The Commission found backup capability and redundancy for controlling individual satellites will not be lost with this realignment. The Commission found that, although the United States currently has a requirement for satellite control redundancy and the U.S. Air Force Space Command Backup Satellite Control policy directive requires geographical separation for backup control capabilities and communications, two fully operational satellite control nodes are no longer required. Back-up capability currently can be provided through payload command and control, mission processing facilities, remote satellite tracking stations, mobile assets, and/or the use of the Onizuka AS assets as required. The Commission also found the recommendation to realign Onizuka AS will not increase risk associated with satellite control or reduce redundancy. Future developments will make geographical separation unnecessary. Therefore, the Commission found that the U.S. Air Force has one more satellite control installation than it needs to support future Air Force satellite control requirements. In addition, the Commission found while the Air Force would like to close Onizuka AS at some point in the future, it must keep it open to support classified tenants whose missions will not phase out or move until after the BRAC 1995 timeframe (after 2001). Thus, DoD's recommendation is for realignment and not closure.

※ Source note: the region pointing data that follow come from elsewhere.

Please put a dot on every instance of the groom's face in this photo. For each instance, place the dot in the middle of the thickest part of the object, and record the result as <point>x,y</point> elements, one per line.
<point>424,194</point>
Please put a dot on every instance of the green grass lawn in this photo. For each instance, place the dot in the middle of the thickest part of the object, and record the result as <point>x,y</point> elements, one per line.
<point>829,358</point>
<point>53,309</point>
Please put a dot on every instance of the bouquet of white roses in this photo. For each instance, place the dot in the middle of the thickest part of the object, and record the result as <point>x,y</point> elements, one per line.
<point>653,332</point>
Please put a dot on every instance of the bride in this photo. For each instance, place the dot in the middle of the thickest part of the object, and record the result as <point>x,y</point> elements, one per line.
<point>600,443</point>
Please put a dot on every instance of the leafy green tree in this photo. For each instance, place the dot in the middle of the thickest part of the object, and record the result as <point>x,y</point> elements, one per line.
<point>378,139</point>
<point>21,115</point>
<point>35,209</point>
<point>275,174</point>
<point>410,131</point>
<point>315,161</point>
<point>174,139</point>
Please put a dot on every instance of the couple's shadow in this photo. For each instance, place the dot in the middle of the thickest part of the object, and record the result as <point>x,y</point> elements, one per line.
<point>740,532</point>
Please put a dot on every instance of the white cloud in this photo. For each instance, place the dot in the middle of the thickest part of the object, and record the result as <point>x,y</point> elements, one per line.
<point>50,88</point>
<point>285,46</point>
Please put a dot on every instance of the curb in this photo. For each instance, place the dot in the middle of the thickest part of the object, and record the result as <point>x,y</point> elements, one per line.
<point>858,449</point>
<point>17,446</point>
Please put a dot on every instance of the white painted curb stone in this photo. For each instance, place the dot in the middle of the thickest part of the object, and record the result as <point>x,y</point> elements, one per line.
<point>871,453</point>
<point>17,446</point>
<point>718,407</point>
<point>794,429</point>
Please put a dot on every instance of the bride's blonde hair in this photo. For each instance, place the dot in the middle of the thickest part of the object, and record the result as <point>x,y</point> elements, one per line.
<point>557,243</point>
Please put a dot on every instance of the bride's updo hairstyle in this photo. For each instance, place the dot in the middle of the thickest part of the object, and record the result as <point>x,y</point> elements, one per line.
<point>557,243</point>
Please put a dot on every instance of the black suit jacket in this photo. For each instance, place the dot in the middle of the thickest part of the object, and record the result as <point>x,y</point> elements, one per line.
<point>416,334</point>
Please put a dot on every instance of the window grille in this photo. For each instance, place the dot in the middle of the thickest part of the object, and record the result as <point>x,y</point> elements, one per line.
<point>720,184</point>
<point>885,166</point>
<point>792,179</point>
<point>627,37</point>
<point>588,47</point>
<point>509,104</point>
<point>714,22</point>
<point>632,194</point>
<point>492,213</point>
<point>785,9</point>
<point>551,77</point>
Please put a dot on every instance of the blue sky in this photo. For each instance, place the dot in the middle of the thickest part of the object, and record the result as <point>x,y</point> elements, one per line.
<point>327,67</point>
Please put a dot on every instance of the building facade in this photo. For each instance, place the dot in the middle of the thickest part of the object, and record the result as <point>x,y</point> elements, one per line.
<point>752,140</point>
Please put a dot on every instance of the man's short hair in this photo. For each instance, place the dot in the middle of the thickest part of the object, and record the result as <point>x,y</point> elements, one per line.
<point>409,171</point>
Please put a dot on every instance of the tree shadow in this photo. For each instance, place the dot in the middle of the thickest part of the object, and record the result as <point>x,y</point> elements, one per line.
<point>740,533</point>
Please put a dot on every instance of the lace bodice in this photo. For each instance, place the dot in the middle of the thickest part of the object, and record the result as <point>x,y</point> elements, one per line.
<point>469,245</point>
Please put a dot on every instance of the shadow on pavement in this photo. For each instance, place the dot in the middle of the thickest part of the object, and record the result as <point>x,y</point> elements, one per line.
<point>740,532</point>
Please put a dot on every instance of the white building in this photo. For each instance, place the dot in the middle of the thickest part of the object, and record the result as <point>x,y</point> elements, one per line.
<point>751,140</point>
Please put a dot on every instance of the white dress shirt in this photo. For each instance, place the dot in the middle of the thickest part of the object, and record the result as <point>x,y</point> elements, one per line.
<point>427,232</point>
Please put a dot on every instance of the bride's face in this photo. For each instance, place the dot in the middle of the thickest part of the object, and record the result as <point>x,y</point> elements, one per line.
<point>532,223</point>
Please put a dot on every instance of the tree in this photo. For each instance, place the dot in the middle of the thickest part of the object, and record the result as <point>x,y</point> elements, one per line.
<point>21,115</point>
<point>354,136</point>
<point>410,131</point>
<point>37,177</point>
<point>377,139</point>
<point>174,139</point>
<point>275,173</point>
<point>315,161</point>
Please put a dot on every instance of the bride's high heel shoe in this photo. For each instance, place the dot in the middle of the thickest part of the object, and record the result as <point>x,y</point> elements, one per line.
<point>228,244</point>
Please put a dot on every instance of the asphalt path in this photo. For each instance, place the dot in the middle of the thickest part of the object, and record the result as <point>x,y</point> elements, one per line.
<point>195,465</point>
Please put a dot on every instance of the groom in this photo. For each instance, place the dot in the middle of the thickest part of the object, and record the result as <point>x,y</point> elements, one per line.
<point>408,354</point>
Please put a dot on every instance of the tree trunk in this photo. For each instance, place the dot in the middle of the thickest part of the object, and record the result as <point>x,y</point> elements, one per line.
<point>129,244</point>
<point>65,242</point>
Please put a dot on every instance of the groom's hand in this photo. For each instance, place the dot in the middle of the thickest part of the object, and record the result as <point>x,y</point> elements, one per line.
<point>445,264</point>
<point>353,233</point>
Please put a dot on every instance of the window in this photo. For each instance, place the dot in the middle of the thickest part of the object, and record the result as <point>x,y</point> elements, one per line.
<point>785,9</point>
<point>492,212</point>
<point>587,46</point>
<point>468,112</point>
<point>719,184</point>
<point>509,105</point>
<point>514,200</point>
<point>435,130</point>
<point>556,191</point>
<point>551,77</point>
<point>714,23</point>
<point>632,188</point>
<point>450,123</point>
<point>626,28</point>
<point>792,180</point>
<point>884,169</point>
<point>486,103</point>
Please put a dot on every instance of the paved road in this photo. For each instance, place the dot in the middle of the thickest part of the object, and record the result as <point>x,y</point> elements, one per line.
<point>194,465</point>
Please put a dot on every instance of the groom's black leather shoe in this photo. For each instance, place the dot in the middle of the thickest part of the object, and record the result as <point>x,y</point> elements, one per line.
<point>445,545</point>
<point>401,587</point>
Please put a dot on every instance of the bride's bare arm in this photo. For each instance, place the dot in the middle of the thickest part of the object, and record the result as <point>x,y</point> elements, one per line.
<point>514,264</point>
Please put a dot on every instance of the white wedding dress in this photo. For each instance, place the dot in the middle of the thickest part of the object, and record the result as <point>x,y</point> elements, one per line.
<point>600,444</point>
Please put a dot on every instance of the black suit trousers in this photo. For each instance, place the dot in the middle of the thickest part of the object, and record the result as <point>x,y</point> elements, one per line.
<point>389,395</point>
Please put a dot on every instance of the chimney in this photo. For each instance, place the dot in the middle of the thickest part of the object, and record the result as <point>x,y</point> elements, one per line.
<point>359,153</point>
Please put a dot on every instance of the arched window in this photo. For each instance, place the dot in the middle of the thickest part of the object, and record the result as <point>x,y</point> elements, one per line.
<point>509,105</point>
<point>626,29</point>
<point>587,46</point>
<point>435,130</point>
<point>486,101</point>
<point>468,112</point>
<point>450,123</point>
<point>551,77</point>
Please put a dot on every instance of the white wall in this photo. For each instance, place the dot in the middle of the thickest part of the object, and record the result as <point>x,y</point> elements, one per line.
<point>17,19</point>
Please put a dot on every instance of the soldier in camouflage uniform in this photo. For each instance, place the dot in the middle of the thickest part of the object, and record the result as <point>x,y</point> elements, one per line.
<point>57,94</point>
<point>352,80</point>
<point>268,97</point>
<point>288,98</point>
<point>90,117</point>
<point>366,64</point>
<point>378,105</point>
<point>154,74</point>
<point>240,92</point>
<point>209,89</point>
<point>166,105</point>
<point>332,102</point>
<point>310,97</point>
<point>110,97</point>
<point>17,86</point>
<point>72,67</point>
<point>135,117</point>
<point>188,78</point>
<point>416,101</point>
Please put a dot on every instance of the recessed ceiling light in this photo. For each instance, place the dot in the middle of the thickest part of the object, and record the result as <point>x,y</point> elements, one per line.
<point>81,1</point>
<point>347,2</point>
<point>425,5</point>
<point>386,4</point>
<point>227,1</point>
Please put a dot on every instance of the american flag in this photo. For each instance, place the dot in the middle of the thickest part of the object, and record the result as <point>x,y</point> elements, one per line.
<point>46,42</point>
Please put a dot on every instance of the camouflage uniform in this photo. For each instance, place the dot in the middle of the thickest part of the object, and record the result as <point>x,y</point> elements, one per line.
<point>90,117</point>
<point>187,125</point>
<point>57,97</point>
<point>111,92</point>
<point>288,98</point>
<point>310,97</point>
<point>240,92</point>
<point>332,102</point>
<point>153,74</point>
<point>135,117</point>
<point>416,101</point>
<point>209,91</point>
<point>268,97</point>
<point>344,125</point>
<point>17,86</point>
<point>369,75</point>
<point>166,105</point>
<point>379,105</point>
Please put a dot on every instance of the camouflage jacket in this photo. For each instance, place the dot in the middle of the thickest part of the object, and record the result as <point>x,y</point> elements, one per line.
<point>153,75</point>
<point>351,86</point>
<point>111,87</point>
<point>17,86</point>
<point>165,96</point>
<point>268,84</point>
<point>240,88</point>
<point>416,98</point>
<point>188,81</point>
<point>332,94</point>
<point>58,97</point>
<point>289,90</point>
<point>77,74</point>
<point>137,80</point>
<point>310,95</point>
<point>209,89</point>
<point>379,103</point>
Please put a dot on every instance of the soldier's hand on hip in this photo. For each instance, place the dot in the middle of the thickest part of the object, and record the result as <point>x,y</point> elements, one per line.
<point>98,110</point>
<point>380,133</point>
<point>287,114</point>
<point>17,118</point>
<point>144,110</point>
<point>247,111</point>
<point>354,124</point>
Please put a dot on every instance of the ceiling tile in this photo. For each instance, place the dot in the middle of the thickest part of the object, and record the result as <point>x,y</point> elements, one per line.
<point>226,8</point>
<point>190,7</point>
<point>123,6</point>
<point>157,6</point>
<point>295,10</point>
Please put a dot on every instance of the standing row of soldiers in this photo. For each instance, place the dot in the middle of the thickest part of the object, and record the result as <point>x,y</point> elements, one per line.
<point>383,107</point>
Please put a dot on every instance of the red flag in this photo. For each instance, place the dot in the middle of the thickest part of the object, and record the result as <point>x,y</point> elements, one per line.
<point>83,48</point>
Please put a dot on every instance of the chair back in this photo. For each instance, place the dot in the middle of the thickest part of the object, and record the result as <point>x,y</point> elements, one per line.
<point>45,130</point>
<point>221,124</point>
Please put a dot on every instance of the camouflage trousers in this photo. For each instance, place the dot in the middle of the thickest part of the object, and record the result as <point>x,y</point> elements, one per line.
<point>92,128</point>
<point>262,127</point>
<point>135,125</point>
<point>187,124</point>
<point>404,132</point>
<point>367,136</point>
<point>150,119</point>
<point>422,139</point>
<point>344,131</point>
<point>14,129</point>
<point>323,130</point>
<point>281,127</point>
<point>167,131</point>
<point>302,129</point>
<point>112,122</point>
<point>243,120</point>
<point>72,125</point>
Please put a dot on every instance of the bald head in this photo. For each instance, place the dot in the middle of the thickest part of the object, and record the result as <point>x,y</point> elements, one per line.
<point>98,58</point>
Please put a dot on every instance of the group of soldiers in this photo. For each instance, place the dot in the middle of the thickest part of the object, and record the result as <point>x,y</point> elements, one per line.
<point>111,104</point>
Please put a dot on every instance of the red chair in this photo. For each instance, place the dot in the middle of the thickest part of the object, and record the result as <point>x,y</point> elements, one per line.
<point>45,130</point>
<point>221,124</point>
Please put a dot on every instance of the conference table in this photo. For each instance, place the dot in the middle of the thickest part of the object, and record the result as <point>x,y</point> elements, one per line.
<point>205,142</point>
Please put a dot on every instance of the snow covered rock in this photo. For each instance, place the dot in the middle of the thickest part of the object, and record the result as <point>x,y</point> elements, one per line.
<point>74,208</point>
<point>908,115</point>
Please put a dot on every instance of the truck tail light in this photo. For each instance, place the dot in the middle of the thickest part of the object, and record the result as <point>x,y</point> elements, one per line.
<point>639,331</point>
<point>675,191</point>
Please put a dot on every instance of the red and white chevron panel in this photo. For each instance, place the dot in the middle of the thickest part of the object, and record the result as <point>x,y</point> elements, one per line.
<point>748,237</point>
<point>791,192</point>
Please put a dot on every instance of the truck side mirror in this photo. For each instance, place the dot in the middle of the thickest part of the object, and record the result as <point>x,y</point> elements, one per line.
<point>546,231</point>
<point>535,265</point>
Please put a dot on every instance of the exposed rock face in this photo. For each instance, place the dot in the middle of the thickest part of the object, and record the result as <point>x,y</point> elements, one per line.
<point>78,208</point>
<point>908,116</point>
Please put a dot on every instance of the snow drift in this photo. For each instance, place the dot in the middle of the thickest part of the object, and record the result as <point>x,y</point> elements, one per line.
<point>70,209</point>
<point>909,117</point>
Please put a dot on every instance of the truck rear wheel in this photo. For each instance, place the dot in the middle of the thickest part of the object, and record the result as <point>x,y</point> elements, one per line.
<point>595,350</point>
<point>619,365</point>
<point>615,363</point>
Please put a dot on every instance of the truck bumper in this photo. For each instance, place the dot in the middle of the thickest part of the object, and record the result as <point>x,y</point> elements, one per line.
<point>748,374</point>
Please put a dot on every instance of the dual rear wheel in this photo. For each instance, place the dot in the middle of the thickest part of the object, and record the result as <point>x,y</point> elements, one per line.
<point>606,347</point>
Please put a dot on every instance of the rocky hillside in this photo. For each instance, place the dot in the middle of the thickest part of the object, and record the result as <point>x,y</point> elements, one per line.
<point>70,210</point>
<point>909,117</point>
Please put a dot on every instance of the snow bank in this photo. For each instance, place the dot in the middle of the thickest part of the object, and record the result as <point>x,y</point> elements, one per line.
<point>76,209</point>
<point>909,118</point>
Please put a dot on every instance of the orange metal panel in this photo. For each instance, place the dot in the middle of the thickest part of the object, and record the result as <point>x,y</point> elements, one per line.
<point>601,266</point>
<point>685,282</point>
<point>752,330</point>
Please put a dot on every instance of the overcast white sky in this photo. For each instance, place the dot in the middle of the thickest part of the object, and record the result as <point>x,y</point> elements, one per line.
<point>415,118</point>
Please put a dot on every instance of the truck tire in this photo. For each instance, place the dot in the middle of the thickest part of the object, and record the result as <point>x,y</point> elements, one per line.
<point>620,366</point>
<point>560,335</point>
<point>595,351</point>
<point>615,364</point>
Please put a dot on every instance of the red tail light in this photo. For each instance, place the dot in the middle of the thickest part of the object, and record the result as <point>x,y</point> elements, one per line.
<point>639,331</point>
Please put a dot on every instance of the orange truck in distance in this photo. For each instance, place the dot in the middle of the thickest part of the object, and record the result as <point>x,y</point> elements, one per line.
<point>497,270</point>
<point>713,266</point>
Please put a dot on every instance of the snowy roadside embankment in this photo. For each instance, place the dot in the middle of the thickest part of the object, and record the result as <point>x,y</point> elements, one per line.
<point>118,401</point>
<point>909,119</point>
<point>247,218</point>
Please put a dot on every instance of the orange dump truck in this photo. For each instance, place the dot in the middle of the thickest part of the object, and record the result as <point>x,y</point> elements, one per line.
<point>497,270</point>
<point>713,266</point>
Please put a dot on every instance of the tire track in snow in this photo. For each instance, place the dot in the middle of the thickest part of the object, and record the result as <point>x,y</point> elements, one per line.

The Commission found the "Single-Node Operations Study" was not part of the BRAC 1995 analysis because it was conducted before the BRAC 1995 process and its assumptions were fundamentally different from DoD's recommendation. Detachment 2 consists of two components, only one of which belongs in the closure cost calculations. The Commission included the cost of realigning the engineering component in its analysis. Under the realignment, only one classified mission is required to relocate. The other classified missions will remain at Onizuka AS until they complete their missions. The cost to realign the one classified mission is $80.2 million and is included in the total $121.3 million realignment costs. The Commission found the recommendation for realignment is not connected to on-going multi-year research and development efforts to upgrade the Air Force Satellite Control Network. These upgrades are not the result of the Onizuka AS realignment and are required with or without the realignment.
The Commission found air quality does not have a significant impact on current operations, but is a major factor affecting realignments and the transfer of additional functions and personnel into the area, The Commission also found realignment to Moffett Federal Airfield is not a viable alternative.
The Commission finds the Secretary of Defense did not deviate substantially from the force-structure plan and final criteria. Therefore, the Commission recommends the following: realign Onizuka Air Station. The 750th Space Group will inactivate and its functions will relocate to Falcon AFB, Colorado. Detachment 2, Space and Missile Systems Center (AFMC) will relocate to Falcon, AFB, Colorado. Some tenants will remain in existing facilities. All activities and facilities associated with the 750th Space Group including family housing and the clinic will close.